Doctors Keep Practicing Even After Medical Misconduct
It seems as though doctors are not upheld to strict standards even though there are lives at stake. After Dr. Gregory Phillips killed two patients through mismanaging strong prescriptions, he was still allowed to continue practicing medicine. Phillips had already faced the Texas Medical Board on accounts of mismanaging medications and for abusing drugs himself. Still more than four years passed before the board barred Phillips from seeing patients.
Phillips is not the only case where a physician was allowed to continue practicing after severe misconduct. Even though some state boards have become more transparent with their decisions and strict with their regulations, there still seems to be an oversight in the system which allows these “bad” doctors to continue to practice.
USA Today reviewed records from several sources to track how these medical boards function and manage doctors. The results were shocking. Doctors who were banned by hospitals usually kept clean licenses, and those who were cited as “immediate threat to health and safety” continued to practice. From 2001 to 2011, around 6,000 doctors had their clinical privileges restricted or taken away but over 3,000 of those doctors were never fined or hit with suspension. Because health boards often regulate on a reactive basis, they are completely unaware of whether or not a doctor should lose their right to practice or not. Not to mention, these boards are hit with numerous investigations and have tight budgets and resources to spend, making it difficult for them to pursue anything.
When a doctor is threatened, they will fight, and trial can take years to complete if the doctor takes advantage of every hearing or right to trial.
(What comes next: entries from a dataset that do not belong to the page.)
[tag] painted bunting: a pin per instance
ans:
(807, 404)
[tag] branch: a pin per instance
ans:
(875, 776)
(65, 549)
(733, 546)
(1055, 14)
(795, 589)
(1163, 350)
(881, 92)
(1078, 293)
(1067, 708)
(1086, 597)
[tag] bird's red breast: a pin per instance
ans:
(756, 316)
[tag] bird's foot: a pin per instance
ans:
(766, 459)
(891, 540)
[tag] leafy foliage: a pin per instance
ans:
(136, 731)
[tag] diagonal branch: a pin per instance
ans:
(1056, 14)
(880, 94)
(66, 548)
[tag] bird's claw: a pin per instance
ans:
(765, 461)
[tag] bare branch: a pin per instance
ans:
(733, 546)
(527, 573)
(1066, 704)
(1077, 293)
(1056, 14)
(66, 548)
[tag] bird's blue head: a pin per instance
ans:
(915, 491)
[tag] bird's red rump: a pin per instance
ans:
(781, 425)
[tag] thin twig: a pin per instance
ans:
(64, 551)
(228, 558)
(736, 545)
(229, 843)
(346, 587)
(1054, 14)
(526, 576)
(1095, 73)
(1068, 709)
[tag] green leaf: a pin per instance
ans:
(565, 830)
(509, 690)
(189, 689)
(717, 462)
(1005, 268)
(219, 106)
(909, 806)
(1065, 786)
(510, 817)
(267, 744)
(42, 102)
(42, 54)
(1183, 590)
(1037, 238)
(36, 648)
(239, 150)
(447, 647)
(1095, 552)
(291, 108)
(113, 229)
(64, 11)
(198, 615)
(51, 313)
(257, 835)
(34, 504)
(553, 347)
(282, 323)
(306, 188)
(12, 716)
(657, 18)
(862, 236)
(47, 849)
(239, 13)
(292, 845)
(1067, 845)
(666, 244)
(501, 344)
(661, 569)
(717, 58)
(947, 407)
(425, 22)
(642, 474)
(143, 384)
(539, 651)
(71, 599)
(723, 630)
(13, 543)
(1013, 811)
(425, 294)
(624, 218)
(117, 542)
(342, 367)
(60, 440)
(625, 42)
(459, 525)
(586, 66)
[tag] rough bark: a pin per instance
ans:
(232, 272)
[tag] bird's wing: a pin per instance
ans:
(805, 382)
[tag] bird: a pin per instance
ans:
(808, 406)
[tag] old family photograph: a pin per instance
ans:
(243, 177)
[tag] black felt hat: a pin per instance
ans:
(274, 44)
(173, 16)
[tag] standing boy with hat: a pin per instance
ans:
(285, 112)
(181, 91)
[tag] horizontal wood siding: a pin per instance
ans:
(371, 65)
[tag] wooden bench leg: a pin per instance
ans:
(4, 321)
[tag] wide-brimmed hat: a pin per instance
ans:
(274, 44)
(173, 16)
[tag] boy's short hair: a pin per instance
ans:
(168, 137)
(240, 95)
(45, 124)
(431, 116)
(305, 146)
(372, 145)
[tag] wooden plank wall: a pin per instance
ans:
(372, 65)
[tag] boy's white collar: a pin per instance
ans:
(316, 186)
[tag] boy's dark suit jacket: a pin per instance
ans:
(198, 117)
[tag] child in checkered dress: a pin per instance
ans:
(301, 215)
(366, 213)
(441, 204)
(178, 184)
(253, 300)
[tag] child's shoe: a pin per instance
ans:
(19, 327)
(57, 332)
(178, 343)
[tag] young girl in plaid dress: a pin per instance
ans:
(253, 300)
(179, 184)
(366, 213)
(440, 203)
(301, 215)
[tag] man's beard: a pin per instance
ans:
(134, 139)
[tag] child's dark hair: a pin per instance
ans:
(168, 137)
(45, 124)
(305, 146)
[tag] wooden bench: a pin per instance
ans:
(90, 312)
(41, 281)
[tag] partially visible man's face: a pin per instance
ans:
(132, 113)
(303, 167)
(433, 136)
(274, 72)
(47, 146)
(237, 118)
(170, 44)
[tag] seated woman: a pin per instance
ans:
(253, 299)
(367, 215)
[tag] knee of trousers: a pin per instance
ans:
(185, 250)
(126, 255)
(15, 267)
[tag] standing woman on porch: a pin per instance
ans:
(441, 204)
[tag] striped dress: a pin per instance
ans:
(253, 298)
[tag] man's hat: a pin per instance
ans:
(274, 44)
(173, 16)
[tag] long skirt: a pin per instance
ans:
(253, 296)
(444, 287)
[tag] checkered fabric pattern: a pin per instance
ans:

During the investigation of the two patient’s deaths, Phillips was found engaging in “non-therapeutic prescribing” and had no documentation to justify the drugs he prescribed. He was also found refilling drugs early and without documenting the reason. Instead of revoking his license, the board decided on allowing him to work in “administrative medicine” where he would have no patient contact. The board felt confident with this decision considering that if they went to trial, which could take years, that he would be practicing freely the whole time.
Unfortunately, unless more regulating is done by the boards, patients will continue to see doctors without knowing if their lives are at risk.